A Primeira Conferência da Paz da Haia, que ocorreu em 1899, teve em seu seio grandes disputas sobre o assunto, já que, no âmbito da Arbitragem Internacional, qualquer menção à dissidência entre os julgadores poderia ser tomada como um elemento destrutivo da decisão. É assim que Ijaz Hussain (1969, p. 15) introduz a problemática em sua tese de doutoramento, ideia que traz debates doutrinários até os dias atuais.

O enfraquecimento da autoridade das decisões mediante votos dissidentes é defendido por Minor et al. (1914, p. 326), ao aduzirem haver uma diferença de nível entre decisões unânimes e não unânimes. Apontam, outrossim, que à medida que um voto dissidente melhora no quesito qualitativo, mais a opinião colegiada será diminuída e seu valor praticamente destruído enquanto precedente.

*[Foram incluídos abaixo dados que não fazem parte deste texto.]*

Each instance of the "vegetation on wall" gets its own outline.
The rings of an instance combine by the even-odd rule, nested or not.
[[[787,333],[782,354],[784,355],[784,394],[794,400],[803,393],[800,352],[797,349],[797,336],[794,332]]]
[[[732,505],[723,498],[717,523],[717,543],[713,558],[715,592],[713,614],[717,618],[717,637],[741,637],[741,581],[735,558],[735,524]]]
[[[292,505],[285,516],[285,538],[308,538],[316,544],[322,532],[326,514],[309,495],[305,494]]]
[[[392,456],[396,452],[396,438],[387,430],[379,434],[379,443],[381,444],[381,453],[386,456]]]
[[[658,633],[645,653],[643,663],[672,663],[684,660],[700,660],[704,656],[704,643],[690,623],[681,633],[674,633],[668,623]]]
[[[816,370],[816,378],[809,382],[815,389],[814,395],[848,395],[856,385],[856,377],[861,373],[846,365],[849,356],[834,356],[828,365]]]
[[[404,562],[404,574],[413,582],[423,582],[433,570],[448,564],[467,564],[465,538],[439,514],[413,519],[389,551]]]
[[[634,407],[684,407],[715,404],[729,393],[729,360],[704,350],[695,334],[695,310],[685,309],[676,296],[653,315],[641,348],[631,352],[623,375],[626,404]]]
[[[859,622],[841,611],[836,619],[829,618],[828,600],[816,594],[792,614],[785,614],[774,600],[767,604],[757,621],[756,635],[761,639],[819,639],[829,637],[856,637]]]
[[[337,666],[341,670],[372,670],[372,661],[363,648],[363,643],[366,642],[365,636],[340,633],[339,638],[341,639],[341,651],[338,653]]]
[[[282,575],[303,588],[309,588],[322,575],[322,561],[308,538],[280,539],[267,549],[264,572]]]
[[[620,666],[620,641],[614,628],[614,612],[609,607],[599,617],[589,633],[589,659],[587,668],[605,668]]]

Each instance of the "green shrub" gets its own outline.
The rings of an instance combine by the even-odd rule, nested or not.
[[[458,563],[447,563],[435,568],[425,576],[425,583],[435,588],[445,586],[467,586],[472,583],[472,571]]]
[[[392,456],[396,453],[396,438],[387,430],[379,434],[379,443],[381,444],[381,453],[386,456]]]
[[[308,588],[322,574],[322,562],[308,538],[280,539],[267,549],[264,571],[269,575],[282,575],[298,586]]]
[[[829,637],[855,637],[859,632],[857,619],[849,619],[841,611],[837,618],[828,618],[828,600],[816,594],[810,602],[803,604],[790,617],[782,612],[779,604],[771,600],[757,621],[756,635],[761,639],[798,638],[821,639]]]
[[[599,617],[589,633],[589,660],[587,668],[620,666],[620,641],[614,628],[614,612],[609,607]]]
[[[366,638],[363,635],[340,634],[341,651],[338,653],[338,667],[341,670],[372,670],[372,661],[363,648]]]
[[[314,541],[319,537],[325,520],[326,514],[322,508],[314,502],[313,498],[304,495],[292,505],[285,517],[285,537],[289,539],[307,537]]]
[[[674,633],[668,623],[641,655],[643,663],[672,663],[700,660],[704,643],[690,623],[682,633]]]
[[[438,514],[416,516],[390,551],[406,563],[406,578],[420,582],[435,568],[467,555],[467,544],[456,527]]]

De igual sorte, Arthur T. Vanderbilt et al. (1955, p. 568) indicam que, conquanto tenha existido grande consideração de um caso no qual ocorreu a exposição de uma ou mais opiniões dissidentes, por não terem sido elas capazes de converter o pensamento dos julgadores da maioria, o valor da decisão seria diminuído, em face da insuficiência das argumentações.

Dessa sorte, caso as opiniões de faceta diversa tivessem real necessidade e significado para o caso em apreço, ou mesmo se tivessem sido expostas de maneira mais enfática e persuasiva, viria à tona sua capacidade de converter toda a Corte ou, ao menos, a quantidade suficiente de juízes que levasse a uma maioria, situação na qual a decisão seria realmente legítima.

Nada obstante esse pano de fundo contrário à possibilidade de dissidências, a Convenção resultante da Primeira Conferência de Paz da Haia, chamada de Convenção sobre a Solução Pacífica de Disputas Internacionais (1899), trouxe menção ao dissenso como possível, como se nota em seu artigo 52, que explicita: “A sentença arbitral proferida por maioria de votos, será fundamentada, redigida por escrito e assinada por cada um dos membros do tribunal. Os membros que se acharem em minoria poderão assinar com a declaração de ‘vencidos’”.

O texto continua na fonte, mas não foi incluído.